Why? Because under Section 423, the purchase price can’t be less than 85% of the FMV at grant or purchase (whichever is lower). Thus, if your plan includes a lookback, you’d better be sure that the beginning of the offering is the grant date, because it sure isn’t the purchase date.
If you have a lookback and the beginning of the offering isn’t considered the grant date, then the plan can’t qualify for Section 423 treatment. This means the spread at purchase is ordinary income for employees and subject to withholding. But, hey, the good news is that you won’t have to track dispositions.
The Other 29%
According to the NASPP’s 2007 survey, 29% of the respondents don’t have a lookback and instead base their purchase price on the FMV at the end of the offering only. (3% of respondents used some “other” calculation; I don’t know what that would be so I’m ignoring those respondents. 100% – (68% + 3%) = 29%. Hmmm, probably I shouldn’t use section headings that I have to explain.)
If your plan bases the purchase price on the ending FMV only, then you probably don’t care much whether the beginning of the offering is the grant date. It might even be better for the purchase date to be the grant date:
Applying the $25,000 limit would be easier. If the FMV declined during the period, the number of shares employees could purchase under this limit would increase. The $25,000 limit could be easily enforced by limiting employee contributions to a percentage of $25,000 that is commensurate with the discount offered under the plan (e.g., if the plan offered a 15% discount, employee contributions would need to be limited to $21,250–85% of $25,000).
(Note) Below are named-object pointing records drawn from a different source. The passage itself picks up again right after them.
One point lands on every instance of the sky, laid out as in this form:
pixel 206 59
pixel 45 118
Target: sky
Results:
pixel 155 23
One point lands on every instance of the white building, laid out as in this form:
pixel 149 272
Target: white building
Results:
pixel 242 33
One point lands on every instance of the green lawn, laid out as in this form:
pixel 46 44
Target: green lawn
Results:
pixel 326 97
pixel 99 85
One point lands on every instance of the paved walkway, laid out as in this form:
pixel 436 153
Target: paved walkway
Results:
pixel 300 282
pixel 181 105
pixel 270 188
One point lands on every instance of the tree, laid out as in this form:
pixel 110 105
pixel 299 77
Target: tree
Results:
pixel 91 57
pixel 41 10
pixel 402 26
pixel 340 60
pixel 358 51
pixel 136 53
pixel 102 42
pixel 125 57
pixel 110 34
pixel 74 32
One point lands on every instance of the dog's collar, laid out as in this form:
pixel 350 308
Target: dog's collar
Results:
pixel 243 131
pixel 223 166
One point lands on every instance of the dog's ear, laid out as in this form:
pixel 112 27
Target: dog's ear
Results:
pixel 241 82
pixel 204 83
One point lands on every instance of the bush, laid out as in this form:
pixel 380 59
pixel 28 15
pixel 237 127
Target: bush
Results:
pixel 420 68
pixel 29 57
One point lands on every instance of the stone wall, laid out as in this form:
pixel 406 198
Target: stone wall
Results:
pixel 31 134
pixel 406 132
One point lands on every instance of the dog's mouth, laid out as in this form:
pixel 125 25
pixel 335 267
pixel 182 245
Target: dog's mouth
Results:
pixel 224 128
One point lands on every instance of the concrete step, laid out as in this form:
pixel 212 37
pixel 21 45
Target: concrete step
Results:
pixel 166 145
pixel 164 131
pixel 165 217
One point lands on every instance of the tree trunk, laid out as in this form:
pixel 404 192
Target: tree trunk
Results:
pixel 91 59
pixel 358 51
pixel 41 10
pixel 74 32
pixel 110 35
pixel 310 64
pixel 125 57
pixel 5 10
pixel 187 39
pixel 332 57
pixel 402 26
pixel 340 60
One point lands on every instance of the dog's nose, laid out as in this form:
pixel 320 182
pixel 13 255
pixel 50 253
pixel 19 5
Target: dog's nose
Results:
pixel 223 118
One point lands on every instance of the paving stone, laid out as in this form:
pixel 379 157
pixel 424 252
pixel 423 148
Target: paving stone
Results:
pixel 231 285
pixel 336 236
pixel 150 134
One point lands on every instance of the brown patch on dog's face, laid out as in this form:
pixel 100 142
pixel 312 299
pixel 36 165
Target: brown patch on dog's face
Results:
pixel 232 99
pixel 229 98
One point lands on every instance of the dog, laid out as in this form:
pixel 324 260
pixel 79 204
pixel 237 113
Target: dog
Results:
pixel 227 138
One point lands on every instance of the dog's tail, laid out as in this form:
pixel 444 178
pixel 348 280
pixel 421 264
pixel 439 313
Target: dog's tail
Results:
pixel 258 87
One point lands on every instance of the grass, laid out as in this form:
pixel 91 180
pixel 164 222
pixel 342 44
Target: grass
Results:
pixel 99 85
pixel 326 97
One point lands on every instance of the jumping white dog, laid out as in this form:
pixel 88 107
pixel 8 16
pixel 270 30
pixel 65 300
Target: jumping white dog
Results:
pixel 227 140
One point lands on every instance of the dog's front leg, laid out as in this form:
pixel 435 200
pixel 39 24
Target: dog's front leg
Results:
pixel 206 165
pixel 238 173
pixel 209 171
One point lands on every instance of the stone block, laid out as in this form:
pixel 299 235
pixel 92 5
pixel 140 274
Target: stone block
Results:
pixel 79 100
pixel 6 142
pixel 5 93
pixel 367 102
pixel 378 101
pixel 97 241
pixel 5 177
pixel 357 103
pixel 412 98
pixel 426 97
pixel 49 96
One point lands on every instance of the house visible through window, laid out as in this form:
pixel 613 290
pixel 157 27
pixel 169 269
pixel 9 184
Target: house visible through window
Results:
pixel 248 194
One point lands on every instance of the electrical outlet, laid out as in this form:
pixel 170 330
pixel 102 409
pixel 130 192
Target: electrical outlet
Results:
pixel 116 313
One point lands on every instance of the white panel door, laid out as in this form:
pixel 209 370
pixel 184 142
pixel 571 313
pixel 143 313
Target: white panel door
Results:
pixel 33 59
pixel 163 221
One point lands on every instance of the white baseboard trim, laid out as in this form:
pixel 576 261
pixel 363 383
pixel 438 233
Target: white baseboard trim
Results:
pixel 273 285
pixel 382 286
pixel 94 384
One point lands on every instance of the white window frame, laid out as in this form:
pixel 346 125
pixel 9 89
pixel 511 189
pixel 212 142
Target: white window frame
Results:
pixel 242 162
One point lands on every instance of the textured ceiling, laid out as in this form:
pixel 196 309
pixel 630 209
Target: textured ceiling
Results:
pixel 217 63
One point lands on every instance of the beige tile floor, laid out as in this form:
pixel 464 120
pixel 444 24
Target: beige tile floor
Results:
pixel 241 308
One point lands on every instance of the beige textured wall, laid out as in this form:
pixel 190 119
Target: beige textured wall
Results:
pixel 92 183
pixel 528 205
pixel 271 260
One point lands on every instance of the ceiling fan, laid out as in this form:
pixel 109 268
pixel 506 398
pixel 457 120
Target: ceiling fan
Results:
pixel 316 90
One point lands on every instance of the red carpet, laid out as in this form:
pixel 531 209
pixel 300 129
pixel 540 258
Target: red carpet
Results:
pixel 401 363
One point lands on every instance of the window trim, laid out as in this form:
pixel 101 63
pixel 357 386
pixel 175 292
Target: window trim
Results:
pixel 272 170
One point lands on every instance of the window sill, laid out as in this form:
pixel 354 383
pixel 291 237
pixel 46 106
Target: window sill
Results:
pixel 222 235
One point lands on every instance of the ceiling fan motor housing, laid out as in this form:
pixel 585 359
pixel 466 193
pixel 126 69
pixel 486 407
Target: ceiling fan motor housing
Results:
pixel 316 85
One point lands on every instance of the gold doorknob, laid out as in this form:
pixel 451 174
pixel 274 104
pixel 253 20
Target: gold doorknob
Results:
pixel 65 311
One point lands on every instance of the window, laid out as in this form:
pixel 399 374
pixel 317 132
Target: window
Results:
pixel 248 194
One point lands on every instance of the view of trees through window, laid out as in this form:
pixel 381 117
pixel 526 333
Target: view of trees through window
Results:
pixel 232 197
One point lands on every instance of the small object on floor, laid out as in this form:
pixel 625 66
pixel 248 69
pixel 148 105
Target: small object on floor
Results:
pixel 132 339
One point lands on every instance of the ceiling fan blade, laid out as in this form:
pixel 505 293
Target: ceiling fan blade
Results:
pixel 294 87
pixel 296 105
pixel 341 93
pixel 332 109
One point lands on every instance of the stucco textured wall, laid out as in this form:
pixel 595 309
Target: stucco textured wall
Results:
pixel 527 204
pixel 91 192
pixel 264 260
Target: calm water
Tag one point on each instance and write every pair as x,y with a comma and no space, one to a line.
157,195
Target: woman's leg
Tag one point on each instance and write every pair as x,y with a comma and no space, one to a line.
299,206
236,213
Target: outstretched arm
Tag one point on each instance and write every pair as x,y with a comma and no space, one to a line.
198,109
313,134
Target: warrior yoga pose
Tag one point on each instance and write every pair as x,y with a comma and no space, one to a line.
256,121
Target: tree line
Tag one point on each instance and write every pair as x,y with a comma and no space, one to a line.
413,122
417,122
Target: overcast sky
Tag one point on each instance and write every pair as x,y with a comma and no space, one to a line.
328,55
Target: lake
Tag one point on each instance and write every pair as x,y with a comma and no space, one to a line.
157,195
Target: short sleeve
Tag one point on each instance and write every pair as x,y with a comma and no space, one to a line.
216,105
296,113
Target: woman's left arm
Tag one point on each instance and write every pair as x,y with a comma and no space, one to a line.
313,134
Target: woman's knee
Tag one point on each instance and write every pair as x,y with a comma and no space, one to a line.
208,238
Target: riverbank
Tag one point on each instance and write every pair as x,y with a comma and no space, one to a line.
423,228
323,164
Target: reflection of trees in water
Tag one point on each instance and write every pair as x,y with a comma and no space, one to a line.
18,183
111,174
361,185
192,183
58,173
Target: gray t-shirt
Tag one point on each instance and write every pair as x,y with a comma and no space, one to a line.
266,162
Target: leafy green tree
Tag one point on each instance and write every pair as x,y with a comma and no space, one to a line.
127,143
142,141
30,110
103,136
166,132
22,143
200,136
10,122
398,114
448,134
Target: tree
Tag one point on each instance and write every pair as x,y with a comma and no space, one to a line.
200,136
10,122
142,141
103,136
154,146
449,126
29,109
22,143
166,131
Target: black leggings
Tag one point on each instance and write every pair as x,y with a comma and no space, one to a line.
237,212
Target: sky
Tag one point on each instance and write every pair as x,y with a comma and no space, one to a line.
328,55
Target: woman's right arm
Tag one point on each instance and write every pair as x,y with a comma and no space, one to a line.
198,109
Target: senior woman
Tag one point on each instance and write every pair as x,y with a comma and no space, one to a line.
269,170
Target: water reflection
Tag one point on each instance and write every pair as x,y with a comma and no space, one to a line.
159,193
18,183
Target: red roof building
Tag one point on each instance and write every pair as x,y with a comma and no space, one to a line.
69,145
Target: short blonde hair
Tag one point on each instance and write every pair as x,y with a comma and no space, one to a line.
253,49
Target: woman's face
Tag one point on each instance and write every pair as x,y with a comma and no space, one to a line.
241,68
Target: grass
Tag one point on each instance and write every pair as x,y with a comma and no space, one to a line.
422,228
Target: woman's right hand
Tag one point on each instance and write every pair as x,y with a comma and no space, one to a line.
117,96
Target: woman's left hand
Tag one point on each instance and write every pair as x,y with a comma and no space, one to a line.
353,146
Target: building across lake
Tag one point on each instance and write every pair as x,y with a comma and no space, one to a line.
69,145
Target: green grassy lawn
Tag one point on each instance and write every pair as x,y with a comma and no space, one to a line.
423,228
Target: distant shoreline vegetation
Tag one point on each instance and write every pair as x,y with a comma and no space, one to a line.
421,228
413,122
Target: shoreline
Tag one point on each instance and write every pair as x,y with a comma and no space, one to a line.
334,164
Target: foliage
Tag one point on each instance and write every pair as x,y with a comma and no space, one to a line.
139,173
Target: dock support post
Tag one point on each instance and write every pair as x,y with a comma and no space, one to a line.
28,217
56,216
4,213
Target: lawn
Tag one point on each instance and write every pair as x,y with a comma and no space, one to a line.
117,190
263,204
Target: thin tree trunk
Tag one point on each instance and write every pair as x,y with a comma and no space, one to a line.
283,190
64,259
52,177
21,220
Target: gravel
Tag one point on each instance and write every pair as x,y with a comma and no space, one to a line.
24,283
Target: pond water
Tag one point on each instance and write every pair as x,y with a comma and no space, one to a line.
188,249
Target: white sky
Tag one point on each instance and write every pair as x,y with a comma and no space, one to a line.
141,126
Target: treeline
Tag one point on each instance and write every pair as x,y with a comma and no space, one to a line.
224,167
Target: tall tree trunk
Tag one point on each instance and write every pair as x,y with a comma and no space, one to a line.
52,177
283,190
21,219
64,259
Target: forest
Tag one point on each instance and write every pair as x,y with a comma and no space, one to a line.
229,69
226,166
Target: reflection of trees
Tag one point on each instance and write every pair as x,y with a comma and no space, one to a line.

Assuming employees don’t sell at less than the FMV at purchase, it eliminates any advantages associated with qualifying dispositions. Ordinary income on a disqualifying disposition is the spread at purchase; on a qualifying disposition, it’s the spread at grant. If both dates are one and the same, there’s no advantage to a qualifying disposition. Unless, of course, the price declines. Then the ordinary income on a qualifying disposition is the actual gain, if any, on the sale but on a disqualifying disposition it would still be the spread at purchase.
Consider Yourself Warned; Now Warn All Your Friends
If you have a plan with a lookback, now would be a good time to make sure it includes a per-person, per-offering share limit. Hopefully, your §423 ESPP was drafted to include the necessary share limit (this has actually been an informal IRS position for decades–there are letter rulings on it going back to 1968) or, if it wasn’t, you saw the writing on the wall (or in the NASPP blog) when the proposed regs came out and took care of it.
I’ve seen a number of plans that don’t include a specified limit, but give the board or plan administrator authority to establish a limit. If that’s your plan, and your board, et. al., hasn’t been establishing a limit at the start of each offering, now would be a good time to have them start doing this.
If your plan doesn’t have a limit or even provide discretionary authority to establish one, then you had better get cracking because the final regulations are effective as of January 1, 2010. You’ve been warned, now warn all your friends (you can send them a link to this blog–it’s free even for non-members). I don’t want anyone to come crying to me next year that their ESPP has been disqualified because they didn’t know about this.